Right after becoming a member of the Nazi Party in 1935, he became the director of the Institute of Anatomy in Leipzig. In 1936, he became the leader of the local Nationalsozialistischer Deutscher Dozentenbund (National Socialist German University Lecturers League) at Leipzig University. In 1937 he described a new secretory cell type in the human bronchial epithelium, which later was designated as the "Clara cell".
The material on which the study was taken was from executed prisoners and between 1935 and 1945 he published 9 papers using these tissues. It is also known that Clara experimented with living prisoners: in 1943, he asked the Munich Stadelheim prison to provide him with the bodies of the executed prisoners, and to add specific quantities of vitamin C into the food of prisoners who were to be executed.[1]

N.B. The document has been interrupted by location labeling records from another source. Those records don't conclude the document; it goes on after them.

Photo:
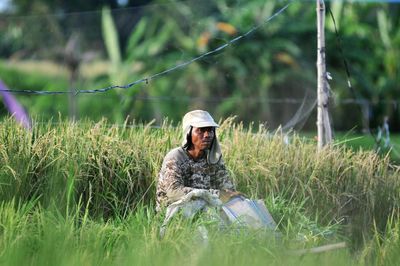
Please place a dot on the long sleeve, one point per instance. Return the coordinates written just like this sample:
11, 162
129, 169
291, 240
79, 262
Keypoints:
172, 182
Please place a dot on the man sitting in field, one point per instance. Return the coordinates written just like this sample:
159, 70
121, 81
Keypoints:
196, 165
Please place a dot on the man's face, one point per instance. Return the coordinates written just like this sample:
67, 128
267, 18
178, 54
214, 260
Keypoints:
202, 137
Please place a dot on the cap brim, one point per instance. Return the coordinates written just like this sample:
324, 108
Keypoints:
204, 124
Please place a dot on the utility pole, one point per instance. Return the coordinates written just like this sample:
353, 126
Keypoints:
323, 124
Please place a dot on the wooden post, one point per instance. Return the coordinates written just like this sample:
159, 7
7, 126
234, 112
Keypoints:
323, 124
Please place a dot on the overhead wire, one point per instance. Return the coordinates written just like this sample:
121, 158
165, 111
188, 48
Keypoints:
154, 76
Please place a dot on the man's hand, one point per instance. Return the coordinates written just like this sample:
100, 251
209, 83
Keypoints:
226, 195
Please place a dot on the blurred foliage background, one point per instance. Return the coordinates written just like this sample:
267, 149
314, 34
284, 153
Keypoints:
268, 76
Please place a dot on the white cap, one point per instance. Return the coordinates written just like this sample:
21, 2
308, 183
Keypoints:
200, 118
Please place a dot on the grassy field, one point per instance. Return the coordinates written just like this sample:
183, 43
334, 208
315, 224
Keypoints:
84, 194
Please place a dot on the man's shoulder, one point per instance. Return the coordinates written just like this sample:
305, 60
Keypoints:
177, 154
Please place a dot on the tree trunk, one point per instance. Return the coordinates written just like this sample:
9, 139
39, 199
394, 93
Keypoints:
323, 124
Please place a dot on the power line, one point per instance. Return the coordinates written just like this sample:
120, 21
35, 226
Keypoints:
154, 76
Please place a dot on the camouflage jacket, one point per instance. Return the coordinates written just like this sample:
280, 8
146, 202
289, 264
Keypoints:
180, 174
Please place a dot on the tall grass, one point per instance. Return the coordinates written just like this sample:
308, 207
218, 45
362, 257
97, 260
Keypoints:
107, 171
37, 236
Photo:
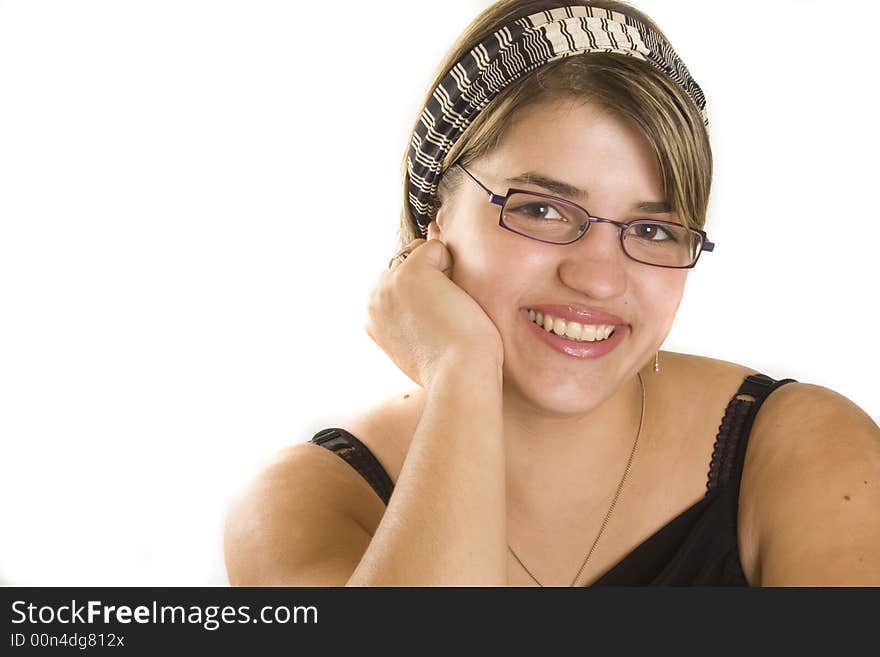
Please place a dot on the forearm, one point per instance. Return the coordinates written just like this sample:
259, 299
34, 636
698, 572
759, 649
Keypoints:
446, 521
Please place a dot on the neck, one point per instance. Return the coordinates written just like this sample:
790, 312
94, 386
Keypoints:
551, 456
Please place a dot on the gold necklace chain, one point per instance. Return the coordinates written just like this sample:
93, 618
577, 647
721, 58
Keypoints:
613, 501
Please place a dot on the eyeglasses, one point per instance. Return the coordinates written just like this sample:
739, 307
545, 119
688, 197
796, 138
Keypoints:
557, 221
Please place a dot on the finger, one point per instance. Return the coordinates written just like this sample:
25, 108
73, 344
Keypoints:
435, 253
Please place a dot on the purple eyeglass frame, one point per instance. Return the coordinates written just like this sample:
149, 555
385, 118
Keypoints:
497, 199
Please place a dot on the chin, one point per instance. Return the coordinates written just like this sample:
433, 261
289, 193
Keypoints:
569, 398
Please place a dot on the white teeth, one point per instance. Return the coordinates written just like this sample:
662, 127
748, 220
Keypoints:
572, 330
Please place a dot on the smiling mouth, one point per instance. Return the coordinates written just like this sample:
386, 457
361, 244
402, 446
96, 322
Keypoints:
574, 331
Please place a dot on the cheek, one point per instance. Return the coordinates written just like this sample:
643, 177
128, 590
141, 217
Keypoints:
491, 268
659, 296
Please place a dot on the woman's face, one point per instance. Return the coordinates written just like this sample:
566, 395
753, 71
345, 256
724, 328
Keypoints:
507, 274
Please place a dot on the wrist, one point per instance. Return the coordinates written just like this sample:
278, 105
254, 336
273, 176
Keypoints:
481, 368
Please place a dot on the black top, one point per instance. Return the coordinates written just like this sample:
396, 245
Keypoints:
697, 548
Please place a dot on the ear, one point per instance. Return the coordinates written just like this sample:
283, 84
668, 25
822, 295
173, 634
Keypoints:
434, 232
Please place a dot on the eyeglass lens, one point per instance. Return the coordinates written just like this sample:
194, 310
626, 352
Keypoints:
647, 241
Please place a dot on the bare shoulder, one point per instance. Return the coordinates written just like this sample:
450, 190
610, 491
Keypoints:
303, 520
813, 477
387, 427
307, 517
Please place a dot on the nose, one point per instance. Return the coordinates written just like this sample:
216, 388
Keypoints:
595, 264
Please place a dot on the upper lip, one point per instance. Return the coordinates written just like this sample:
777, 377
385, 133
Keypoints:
575, 313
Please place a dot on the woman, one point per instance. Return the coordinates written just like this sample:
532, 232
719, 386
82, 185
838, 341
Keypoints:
555, 197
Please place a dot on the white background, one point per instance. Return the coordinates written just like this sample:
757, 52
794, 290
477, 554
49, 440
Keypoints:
197, 197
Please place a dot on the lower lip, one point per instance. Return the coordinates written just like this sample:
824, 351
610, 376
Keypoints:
578, 349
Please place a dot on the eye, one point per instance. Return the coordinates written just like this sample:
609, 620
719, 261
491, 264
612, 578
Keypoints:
536, 210
654, 232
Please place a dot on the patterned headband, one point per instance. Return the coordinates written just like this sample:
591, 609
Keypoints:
506, 55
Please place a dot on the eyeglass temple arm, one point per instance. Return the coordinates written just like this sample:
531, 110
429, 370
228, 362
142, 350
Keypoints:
493, 197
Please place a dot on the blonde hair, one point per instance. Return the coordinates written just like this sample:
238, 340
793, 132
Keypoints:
621, 85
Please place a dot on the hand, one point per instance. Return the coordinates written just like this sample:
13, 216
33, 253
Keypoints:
422, 319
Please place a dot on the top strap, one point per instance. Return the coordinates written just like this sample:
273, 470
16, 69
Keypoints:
359, 456
728, 456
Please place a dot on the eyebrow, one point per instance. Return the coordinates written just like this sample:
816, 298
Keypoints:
567, 190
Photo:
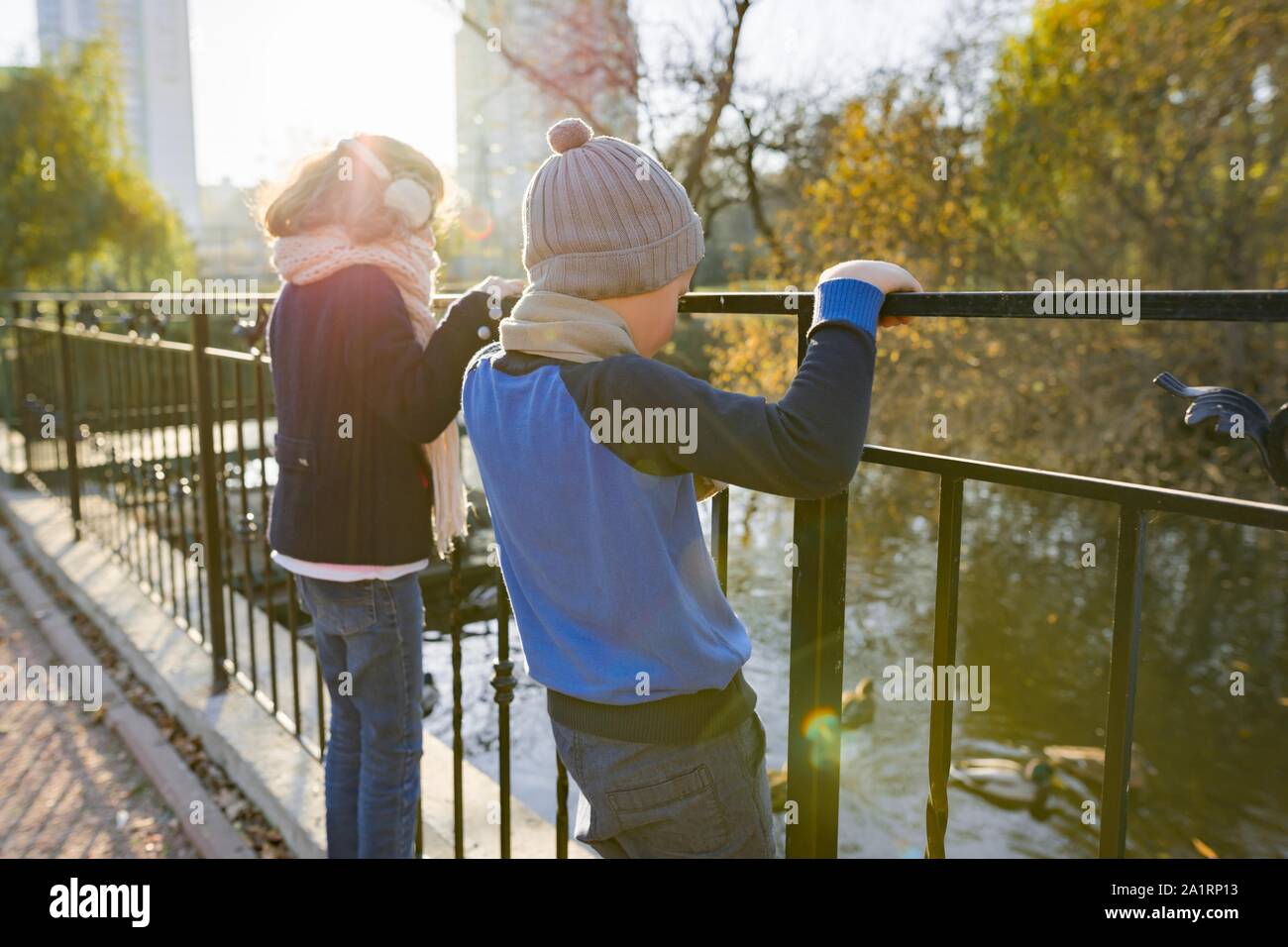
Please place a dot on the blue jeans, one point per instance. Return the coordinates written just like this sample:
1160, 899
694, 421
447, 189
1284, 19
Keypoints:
647, 800
369, 643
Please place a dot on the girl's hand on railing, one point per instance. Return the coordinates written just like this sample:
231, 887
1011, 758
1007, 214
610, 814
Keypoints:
887, 277
507, 287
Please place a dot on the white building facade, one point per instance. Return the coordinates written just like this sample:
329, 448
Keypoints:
156, 82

In 1942 he was recruited to Munich also as director of the Institute of Anatomy and held this position until the end of the war.
The first to use the eponym was Policard,[5] who in 1955 referred to them by the French name "cellule de Clara", when composing an ultrastructural description of the bronchioles of the rat. It seems that the eponym was then promoted, at least in Germany, by Erich Schiller, a pupil of Clara. This term is associated with the Nazi regime and it is the only "Third Reich Eponym" that is clearly still linked to the Nazi system. Due to this historical background, Clara cells were renamed "club cells" in 2013.[6]
After the war, he could not find a job in Germany anymore so he decided to move to Istanbul. In Istanbul the new government was interested in the scientific and social progression, so during the second world war it accepted 88 exiled Jewish German professors. In 1950, the faculty of the Institute of Histology and Embryology of Istanbul University accepted Max Clara as professor with at first a two-year contract.[7]
During his stay in Istanbul, Clara published 34 journal articles, 28 in German and 6 in Turkish, but only four of the 34 journal articles were co-authored by young Turkish colleagues. Most of the articles he wrote during his stay in Istanbul were based on human and some animal materials histologically prepared before 1949, while he was still in Germany.
He also published:
After Clara’s death, Professor Erbengi published a histology atlas in which Clara was mentioned as one of the authors.